Voorbeelden van de eerste regiestappen door de afgelopen veertig jaar heen zijn de ontwikkeling van de Gedragscode Schuldregeling door de NVVK in 1979 en de uitwerking van het concept integrale schuldhulpverlening in de jaren 90.

De gedragscode had als doel om uniformiteit te brengen in de duur van de schuldregelingen en de verdeelpositie van de schuldeisers. De uitwerking van het concept integrale schuldhulpverlening was vooral bedoeld om de grote verschillen in werkwijze tussen kredietbanken, sociale diensten en

instellingen voor maatschappelijk werk te verkleinen. In diverse commissies en samenwerkingsverbanden is in die tijd gewerkt aan een eenduidige manier van werken (Boorsma, 1994). Anders verwoord, de inspanningen op regie tot de inwerkingtreding van de Wsnp waren vooral gericht op het harmoniseren van de uitvoering in het gemeentelijk domein.

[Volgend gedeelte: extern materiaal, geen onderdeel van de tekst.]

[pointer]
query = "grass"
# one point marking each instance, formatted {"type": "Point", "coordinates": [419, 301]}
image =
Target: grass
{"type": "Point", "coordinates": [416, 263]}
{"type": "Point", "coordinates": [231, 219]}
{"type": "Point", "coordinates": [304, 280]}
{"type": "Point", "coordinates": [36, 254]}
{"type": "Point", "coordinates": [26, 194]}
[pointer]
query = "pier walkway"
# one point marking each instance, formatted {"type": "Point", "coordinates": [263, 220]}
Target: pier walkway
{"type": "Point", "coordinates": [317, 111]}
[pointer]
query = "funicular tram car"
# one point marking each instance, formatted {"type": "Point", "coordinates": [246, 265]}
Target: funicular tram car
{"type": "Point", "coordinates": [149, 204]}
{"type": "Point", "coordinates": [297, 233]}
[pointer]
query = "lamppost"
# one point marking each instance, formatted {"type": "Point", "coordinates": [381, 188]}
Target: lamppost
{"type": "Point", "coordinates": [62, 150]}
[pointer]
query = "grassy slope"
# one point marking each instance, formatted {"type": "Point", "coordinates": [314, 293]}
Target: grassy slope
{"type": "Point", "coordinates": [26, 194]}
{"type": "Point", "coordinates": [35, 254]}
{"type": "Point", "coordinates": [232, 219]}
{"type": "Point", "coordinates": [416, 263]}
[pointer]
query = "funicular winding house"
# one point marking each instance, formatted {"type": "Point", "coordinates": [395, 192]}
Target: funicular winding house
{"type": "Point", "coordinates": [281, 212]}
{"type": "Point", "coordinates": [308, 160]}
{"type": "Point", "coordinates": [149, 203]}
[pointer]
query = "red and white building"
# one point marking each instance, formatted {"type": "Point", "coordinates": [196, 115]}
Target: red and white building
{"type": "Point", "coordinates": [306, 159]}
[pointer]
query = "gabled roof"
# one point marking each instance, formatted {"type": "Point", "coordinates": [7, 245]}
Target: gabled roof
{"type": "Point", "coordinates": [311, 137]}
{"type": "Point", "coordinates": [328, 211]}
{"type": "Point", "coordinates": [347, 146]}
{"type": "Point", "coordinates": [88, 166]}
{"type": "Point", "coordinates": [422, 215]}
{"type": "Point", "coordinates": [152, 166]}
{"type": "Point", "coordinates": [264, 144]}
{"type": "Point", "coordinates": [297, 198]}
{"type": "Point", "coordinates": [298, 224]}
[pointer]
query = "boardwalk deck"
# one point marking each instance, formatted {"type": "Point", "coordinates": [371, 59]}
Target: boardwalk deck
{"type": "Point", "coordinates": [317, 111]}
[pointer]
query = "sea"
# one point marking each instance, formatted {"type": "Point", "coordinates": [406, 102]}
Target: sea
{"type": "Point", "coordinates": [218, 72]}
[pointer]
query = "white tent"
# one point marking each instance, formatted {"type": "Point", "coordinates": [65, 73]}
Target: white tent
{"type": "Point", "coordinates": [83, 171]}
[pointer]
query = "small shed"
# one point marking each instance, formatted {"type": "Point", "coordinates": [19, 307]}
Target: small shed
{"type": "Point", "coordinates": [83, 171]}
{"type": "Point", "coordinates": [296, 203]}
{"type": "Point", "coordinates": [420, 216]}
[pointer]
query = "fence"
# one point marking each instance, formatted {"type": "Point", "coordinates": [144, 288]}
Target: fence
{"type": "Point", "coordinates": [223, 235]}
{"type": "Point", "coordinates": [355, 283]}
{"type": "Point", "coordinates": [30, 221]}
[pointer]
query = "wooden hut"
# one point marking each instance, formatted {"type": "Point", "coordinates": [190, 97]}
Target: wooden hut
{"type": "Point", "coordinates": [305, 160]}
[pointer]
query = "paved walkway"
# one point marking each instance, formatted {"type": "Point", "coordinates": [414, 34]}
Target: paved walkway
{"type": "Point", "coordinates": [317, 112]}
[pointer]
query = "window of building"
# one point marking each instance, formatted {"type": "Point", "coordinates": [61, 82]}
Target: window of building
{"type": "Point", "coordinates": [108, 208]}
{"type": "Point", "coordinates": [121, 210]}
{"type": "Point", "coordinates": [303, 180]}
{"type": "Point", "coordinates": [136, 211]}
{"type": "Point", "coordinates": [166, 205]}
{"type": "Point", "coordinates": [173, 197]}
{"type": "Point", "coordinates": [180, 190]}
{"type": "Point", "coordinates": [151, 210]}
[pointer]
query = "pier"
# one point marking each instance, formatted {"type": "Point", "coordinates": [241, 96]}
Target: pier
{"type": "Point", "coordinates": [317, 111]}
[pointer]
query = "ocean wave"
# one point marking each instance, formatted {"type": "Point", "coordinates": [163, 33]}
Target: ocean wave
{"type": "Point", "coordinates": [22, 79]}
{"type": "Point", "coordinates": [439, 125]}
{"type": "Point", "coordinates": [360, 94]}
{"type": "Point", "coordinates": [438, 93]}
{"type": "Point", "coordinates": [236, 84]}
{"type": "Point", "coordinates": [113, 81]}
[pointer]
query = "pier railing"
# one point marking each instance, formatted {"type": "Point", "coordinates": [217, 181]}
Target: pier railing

Daarbij werd gemeentelijke autonomie gerespecteerd maar ook beoogd, om al te grote kwaliteitsverschillen tussen gemeentelijke schuldhulpverleningsarrangementen te verkleinen.

De inwerkingtreding van de Wsnp in 1998 was een grote stap naar meer centrale regie. Naast eindigheid van

schulden werd met deze wet nadrukkelijk beoogd dat er meer minnelijke regelingen tot stand zouden komen. Doordat toen al in de Wet op het consumentenkrediet (Wck) stond dat schuldhulpverlening tegen betaling door de schuldenaar verboden is, was de regie vooral gericht op regelingen in het gemeentelijk domein. Echter, in de eerste jaren na de Wsnp daalde het aantal minnelijke regelingen fors. Onder meer de rechters en de branchevereniging NVVK probeerden regie te voeren, opdat er meer regelingen in het gemeentelijk domein tot stand zouden komen. Rechters trachtten bijvoorbeeld bij te sturen door de verschillen in berekening van de afloscapaciteit gelijk te trekken (want de verschillen in berekening tussen de twee trajecten maakten de wettelijke saneringen onbedoeld aantrekkelijker voor schuldeisers). De NVVK probeerde bij te sturen door met een nieuwe werkwijze te komen, convenanten te gaan sluiten met landelijke schuldeisers en het lidmaatschap van de vereniging open te stellen voor private partijen. Het idee was dat een brede achterban met convenanten met schuldeisers die op basis van een NVVK-lidmaatschap akkoord gaan, stimuleert en er aan bij zouden dragen dat er meer minnelijke regelingen tot stand komen. In het besef dat de pogingen tot regie van onder meer de rechters en de NVVK niet voldoende gewicht in de schaal legden, stelde het Kabinet tussen 2009 en 2011 tijdelijke extra middelen beschikbaar (110 miljoen over drie jaar) om de kwaliteit van de schuldhulpverlening te verbeteren. Die middelen zijn door gemeenten deels ingezet om wachtlijsten weg te werken. De inzet van deze extra middelen zou ook de totstandkoming van minnelijke regelingen verder moeten bevorderen. Kortom, ook na de inwerkingtreding van de Wsnp probeerden diverse partijen de totstandkoming van minnelijke regelingen te stimuleren.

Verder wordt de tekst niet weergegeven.